Sábado, 27 de marzo 2010, 02:33
Marañón siempre defendió el imperio de la ética («el escudo con el que yo soñaría: el fin no justifica los medios») sobre cualquier otro interés. Su visión humanista no es ajena de un muy cristiano sentimiento de amor al prójimo, de comprensión de los demás: «Acaso por ser médico, por haber visto a miles y miles de españoles en la profunda autenticidad que da el sufrir, tengo de la humanidad ibérica una idea mucho más alta y entrañable que la que nos enseña el artificio de la vida social y la espuma de ese artificio que recogen las crónicas... En este conocimiento fundo mi inquebrantable optimismo en el porvenir de España». Ese patriotismo sentimental tiene formulaciones intensas «Si el amor a España es la raíz y el decoro de mi existencia, es no solo porque nací en la península de los altos y tristes destinos, sino porque he empleado las horas de más noble afán de mi vida en conocerla, palmo a palmo con la minucia incansable con que buscamos hasta las honduras recónditas del alma de la mujer amada. Por eso amo tanto a España; porque la conozco, hasta los más remotos hontanares de su alma y de su tierra... por eso también creo en ella». No obstante, su visión humanista no se circunscribe al terreno patrio, sino que abarca más allá y descansa su peso en la juventud: «Humanismo se manifiesta en la comprensión, la generosidad y la tolerancia que caracteriza en todo tiempo a los hombres impulsores de la civilización. Hay que clamar para ensalzar al humanismo, pedir y desear que la juventud sea humanista, o al menos una parte de ella, que bastaría para que se salve el mundo». Y su esperanza de progreso para la civilización no es ajena a un espíritu profundamente religioso: «Ciego será quien no vea que el ideal de la etapa futura de nuestra civilización será un simple retorno de los valores eternos y, por ser eternos, antiguos y modernos: a la supremacía del deber sobre el derecho; a la revalorización del dolor como energía creadora; al desdén por la excesiva fruición de los sentidos; al culto del alma sobre el cuerpo; en suma, por una u otra vía, a la vuelta hacia Dios».

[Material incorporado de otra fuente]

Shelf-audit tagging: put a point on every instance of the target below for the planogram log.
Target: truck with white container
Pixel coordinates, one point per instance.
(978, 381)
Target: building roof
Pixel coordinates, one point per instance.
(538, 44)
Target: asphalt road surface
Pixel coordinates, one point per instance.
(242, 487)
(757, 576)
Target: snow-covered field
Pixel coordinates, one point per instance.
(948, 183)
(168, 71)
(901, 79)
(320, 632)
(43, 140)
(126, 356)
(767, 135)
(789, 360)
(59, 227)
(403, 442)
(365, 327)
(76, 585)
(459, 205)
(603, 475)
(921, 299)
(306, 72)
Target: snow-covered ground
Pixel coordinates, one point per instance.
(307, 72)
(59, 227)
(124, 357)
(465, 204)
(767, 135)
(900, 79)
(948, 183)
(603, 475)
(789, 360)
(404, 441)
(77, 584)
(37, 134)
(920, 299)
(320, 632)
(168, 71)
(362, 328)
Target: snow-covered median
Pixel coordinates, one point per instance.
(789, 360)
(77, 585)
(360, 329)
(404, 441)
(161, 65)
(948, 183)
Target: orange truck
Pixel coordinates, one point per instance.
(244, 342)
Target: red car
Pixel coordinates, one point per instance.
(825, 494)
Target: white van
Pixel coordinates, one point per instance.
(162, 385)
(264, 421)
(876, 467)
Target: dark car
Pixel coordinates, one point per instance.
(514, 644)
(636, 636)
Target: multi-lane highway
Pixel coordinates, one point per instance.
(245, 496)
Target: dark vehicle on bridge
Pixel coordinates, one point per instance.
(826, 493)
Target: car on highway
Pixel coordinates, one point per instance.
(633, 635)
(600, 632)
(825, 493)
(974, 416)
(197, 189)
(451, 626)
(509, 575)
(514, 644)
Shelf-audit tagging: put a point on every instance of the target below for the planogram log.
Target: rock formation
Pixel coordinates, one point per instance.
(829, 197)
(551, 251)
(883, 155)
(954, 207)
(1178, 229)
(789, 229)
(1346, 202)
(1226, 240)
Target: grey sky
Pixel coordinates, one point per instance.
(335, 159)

Toda esta interpretación ética y trascendente de la realidad la llevó también Marañón a su profesión interpretada casi como una labor sagrada: «Si ser médico es entregar la vida a la misión elegida. Si ser médico es no cansarse nunca de estudiar y tener todos los días la humildad de aprender la nueva lección de cada día. Si ser médico es hacer de la ambición nobleza; del interés, generosidad, del tiempo destiempo; y de la ciencia servicio al hombre que es el hijo de Dios. Si ser médico es amor, infinito amor, a nuestro semejante... Entonces ser médico es la divina ilusión de que el dolor, sea goce; la enfermedad, salud; y la muerte, vida».
Josep Pla supo ver en la actitud crítica de Marañón, su capacidad de desligarse de banderías partidistas, un rasgo de liberalismo: «Don Gregorio fue un liberal, porque se mantuvo siempre contra el espíritu violencia y no digamos contra la violencia geológica y concreta. Su buen sentido, su liberalismo, fue total, por una razón muy clara: porque se enfrentó no solamente contra los desafueros de las mayorías, sino contra el de las minorías. Esto es importantísimo, por su singularidad en un país de tanta pasionalidad de clima, de manera de ser y de temperamento». El propio Marañón lo definió de forma lapidaria: «el ser liberal no es una política, sino un modo de ser» o, en otras palabras, «no puede ser político quien tenga el compromiso de ser a toda costa leal con su propia conciencia». Tal vez la lealtad a la propia conciencia es lo que hace que Marañón, entre nosotros y hoy, sea algo lejano, un nombre sólo de un hospital, tal vez de una calle.